Book Synopsis American Spiritualities by : Catherine L. Albanese
Download or read book American Spiritualities written by Catherine L. Albanese and published by Indiana University Press. This book was released on 2001 with total page 550 pages. Available in PDF, EPUB and Kindle. Book excerpt: This reader explores current interest in spirituality in the United States. It traces the concept and presence of spirituality in the nation's past and explains the strong attraction to spiritual themes in the present, with attention to questions of definition, historical usage, and connection to religion. Twenty-seven selections pursue the difference and diversity among Americans in terms of their spiritual styles, here understood as modes of experiential knowledge. Catherine L. Albanese has organized these selections to reflect four approaches to spirituality: knowing through the body, or ritual-based spiritualities; knowing through the heart, or evangelical and emotionally toned spiritualities; knowing through the will, or prophetic and social-action spiritualities; and knowing through the mind, or metaphysically oriented spiritualities. Taken together, these essays make the argument that the spiritual is human-made, essentially religious, and surely not the same at all American times and places.

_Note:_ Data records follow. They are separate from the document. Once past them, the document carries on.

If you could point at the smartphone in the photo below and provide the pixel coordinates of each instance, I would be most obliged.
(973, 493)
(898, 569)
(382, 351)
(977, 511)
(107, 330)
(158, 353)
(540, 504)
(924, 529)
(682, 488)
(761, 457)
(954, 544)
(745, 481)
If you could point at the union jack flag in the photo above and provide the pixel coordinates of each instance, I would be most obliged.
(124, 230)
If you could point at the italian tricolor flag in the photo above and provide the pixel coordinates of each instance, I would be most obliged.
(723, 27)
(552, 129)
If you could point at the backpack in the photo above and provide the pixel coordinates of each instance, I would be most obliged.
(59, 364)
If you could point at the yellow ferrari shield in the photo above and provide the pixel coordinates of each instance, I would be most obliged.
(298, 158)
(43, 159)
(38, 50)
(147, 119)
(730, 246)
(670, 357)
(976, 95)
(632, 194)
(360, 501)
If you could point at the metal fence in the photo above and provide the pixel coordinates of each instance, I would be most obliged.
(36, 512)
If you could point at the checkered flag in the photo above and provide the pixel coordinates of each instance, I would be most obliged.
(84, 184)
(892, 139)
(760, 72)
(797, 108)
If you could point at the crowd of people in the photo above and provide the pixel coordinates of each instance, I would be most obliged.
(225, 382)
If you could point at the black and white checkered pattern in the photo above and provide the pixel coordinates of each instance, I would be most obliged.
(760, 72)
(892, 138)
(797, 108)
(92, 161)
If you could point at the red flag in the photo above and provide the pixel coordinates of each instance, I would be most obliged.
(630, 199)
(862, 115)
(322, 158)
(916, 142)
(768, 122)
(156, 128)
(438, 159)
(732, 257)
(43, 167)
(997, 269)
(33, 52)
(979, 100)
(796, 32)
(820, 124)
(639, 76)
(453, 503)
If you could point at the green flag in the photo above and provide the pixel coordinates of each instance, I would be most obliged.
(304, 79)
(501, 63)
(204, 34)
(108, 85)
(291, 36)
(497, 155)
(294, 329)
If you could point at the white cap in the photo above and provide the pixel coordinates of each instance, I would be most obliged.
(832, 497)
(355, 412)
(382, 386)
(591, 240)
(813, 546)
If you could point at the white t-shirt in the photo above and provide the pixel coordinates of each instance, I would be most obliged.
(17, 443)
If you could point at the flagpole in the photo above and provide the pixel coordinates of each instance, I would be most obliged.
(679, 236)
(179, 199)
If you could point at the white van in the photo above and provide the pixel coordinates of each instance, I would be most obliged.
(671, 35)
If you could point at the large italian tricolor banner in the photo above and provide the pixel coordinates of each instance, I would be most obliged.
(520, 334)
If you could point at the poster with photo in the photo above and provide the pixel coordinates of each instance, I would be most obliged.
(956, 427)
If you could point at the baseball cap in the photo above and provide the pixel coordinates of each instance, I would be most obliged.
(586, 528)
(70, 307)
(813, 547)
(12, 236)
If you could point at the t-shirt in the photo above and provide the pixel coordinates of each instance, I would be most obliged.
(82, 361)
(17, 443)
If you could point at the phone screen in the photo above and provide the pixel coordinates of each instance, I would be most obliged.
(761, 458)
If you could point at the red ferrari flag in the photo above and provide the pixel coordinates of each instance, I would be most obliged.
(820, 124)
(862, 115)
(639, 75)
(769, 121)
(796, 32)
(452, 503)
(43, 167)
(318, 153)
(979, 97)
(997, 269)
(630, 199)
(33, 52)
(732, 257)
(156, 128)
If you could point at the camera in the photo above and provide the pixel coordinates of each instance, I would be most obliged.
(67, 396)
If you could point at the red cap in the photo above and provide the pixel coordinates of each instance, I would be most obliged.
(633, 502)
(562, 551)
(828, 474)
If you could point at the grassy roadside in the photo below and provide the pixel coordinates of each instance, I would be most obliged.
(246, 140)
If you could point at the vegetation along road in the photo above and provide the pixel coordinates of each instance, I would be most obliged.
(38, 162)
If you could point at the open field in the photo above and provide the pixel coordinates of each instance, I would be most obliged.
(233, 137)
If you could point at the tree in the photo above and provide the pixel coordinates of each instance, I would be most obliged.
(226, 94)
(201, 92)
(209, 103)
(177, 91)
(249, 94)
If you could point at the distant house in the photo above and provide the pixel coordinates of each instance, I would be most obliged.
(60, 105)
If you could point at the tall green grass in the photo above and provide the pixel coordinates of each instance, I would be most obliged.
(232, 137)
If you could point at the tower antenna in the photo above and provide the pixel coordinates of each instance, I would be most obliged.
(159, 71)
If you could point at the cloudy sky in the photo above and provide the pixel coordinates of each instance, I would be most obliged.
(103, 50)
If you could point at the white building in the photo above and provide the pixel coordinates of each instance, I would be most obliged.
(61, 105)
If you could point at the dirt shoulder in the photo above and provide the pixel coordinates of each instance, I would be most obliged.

The anthology includes selections by Catherine L. Albanese, Janet and Robert Aldridge, Daniel Berrigan, Joseph Epes Brown, Charles W. Colson, Annie Dillard, Virgilio Elizondo, Tamar Frankiel, Emma Goldman, Charles E. Hambrick-Stowe, B. K. S. Iyengar, Curtis D. Johnson, Martin Luther King, Jr., Chen Kung, Jerena Lee, Shirley MacLaine, Aimee Semple McPherson, Thomas Merton, Carry A. Nation, E. Burke Rochford, Jr., Jerry Rubin, Molly Rush, Starhawk, Henry David Thoreau, Ralph Waldo Trine, Joachim Wach, B. Alan Wallace, Steven Wilhelm, and Dhyani Ywahoo. Catherine L. Albanese is Professor of Religious Studies at the University of California, Santa Barbara. She is the author of the widely used textbook America: Religions and Religion, now in its third edition, and of numerous other articles and books, including Nature Religion in America: From the Algonkian Indians to the New Age. Albanese is a former president of the American Academy of Religion. 552 pages, 6 1/8 x 9 1/4, bibl., index cloth 0-253-33839-5 $65.00 L / £50.00 paper 0-253-21432-7 $27.50 s / £21.00
Book Synopsis Varieties of Personal Theology by : David T. Gortner
Download or read book Varieties of Personal Theology written by David T. Gortner and published by Routledge. This book was released on 2016-02-17 with total page 361 pages. Available in PDF, EPUB and Kindle. Book excerpt: Varieties of Personal Theology starts from the premise that all human beings are folk theologians, active not only in constructing selves but also in constructing worlds and guiding philosophies of life.Through fascinating indepth interviews and surveys, David Gortner looks specifically at 'emerging adults' (aged 18-25) as young theologians who, regardless of religious background, wrestle with fundamental questions of place, purpose, ultimate cause, and ultimate aims in life. This book charts the subtle and significant influences of social class, family, school, work, peer relationships, religion, and intrinsic attitudes and dispositions on young adults' personal theologies, and traces the ways their personal theologies connect with choices they make in their daily lives - in education, jobs, leisure, and relationships. Intentionally crossing boundaries between religious and social science fields, Gortner combines perspectives from both to demonstrate how theological diversity persists in America despite some clear culturally dominant trends. This book reveals how American young adults are active theologians forging diverse ways of seeing and being in the world - shaped by their experiences and in turn continuing to shape their choices in life.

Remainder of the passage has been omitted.